Breaches of alcohol sponsorship and ads to become a criminal offence under new law
Criminal sanctions will be imposed for the first time for breaches of alcohol advertising, marketing and sponsorship under proposed legislation to be published today.
The penalties will be outlined in the Public Health (Alcohol) Bill to be published by Health Minister Leo Varadkar after it was given the go-ahead by the Cabinet yesterday.
The wide-ranging Bill, which is aimed at curbing the country’s ongoing excessive abuse of alcohol, will make it an offence to advertise or market alcohol in a way which glamorises drink.
Ads which suggest that alcohol can make someone better at sport or more sexually attractive will be banned.
It means a television ad in the style of the famous Harp commercial “Sally O’Brien and the way she might look at you” would probably not pass the test.
It will also ban on-pitch computer-generated advertising of alcohol as previously reported in the Irish Independent.
The bill will ban all alcohol advertising near schools, playgrounds and public transport. It will also be outlawed in trains, bus stations or bus shelters.

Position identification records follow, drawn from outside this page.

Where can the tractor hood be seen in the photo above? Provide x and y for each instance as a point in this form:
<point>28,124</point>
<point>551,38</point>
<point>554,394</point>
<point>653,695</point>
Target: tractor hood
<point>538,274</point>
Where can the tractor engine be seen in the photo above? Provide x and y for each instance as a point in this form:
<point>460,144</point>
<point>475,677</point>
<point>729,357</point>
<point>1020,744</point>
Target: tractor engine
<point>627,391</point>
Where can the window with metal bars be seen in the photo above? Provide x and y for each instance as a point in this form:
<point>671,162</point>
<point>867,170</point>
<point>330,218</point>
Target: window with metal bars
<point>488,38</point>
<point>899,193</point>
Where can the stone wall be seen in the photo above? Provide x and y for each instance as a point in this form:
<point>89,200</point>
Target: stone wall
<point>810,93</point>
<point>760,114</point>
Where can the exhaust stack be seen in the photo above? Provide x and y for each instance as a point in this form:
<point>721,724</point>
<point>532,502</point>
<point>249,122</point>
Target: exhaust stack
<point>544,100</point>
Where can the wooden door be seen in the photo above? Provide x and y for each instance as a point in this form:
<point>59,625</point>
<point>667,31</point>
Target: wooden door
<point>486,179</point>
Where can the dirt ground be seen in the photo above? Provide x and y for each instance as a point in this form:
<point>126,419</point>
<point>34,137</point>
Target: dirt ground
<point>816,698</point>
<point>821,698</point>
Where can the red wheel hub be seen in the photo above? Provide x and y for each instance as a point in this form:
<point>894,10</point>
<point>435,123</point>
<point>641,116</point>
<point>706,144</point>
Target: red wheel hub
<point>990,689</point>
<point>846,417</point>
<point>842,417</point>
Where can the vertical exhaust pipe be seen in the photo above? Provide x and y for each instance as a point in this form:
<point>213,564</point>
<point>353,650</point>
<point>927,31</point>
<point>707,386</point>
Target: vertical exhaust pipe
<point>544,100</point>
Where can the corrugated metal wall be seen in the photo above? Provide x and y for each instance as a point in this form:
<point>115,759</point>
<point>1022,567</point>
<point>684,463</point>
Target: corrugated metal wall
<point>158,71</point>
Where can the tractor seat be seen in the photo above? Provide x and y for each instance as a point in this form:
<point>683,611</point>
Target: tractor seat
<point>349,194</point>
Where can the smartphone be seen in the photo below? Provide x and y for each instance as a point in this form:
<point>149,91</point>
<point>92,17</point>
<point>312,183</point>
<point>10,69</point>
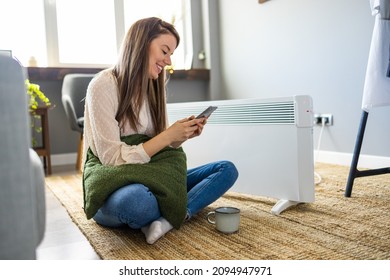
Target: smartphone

It will restrict ads to only giving specific information about the product and they cannot make it appealing to children.

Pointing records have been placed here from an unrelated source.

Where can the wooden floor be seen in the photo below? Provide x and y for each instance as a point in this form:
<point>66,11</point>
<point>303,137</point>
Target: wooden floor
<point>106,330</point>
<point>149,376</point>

Warnings in relation to harmful effects of alcohol consumption in general and during pregnancy will be included in all ads.
A 9pm watershed for alcohol ads on television will be binding and this will be included in the Broadcasting Authority of Ireland code.

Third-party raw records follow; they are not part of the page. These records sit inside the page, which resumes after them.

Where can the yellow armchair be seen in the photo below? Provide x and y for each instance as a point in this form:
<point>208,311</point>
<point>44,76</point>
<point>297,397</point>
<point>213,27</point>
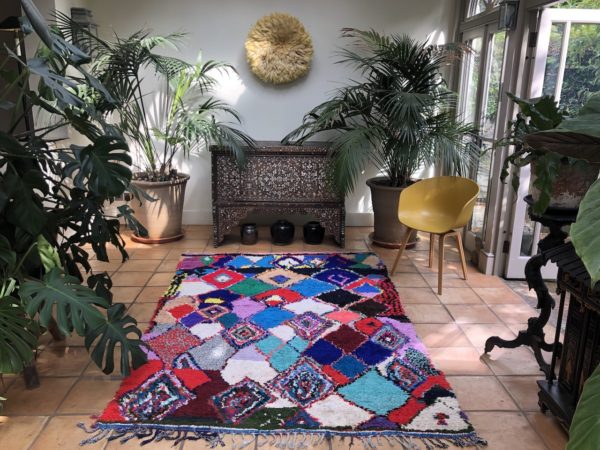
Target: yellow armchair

The Broadcasting Act 2009 will be amended to ensure that the Minister for Health is consulted on all health-related aspects of the code.
The traditional images of pub ‘craic’ used to promote alcohol are under threat from proposed new advertising curbs.
Pub scenes may be included in ads but the messages they convey of the ‘craic’ will be heavily scrutinised, particularly if young people who traditionally feature are seen to give the impression alcohol is enhancing their social skills.
Other measures include:
•The introduction of minimum pricing, which will mean a bottle of wine cannot be sold for less than around €8 and a can of beer for under €2.
•Warning labels on alcohol bottles and cans.
•Health warnings on the dangers of drinking while pregnant.
•The amount of pure alcohol in grams and the calorie count.
Bottles and cans will include a link to a new website by the HSE to provide public health information and advice on alcohol misuse.
The legislation will not interfere with drinks companies’ sponsorship of games or pitch-side ads, but it is likely to have implications for international soccer or rugby tournaments held in Ireland.
It will be up to the next government to steer the legislation through the Oireachtas and face the drinks’ lobby.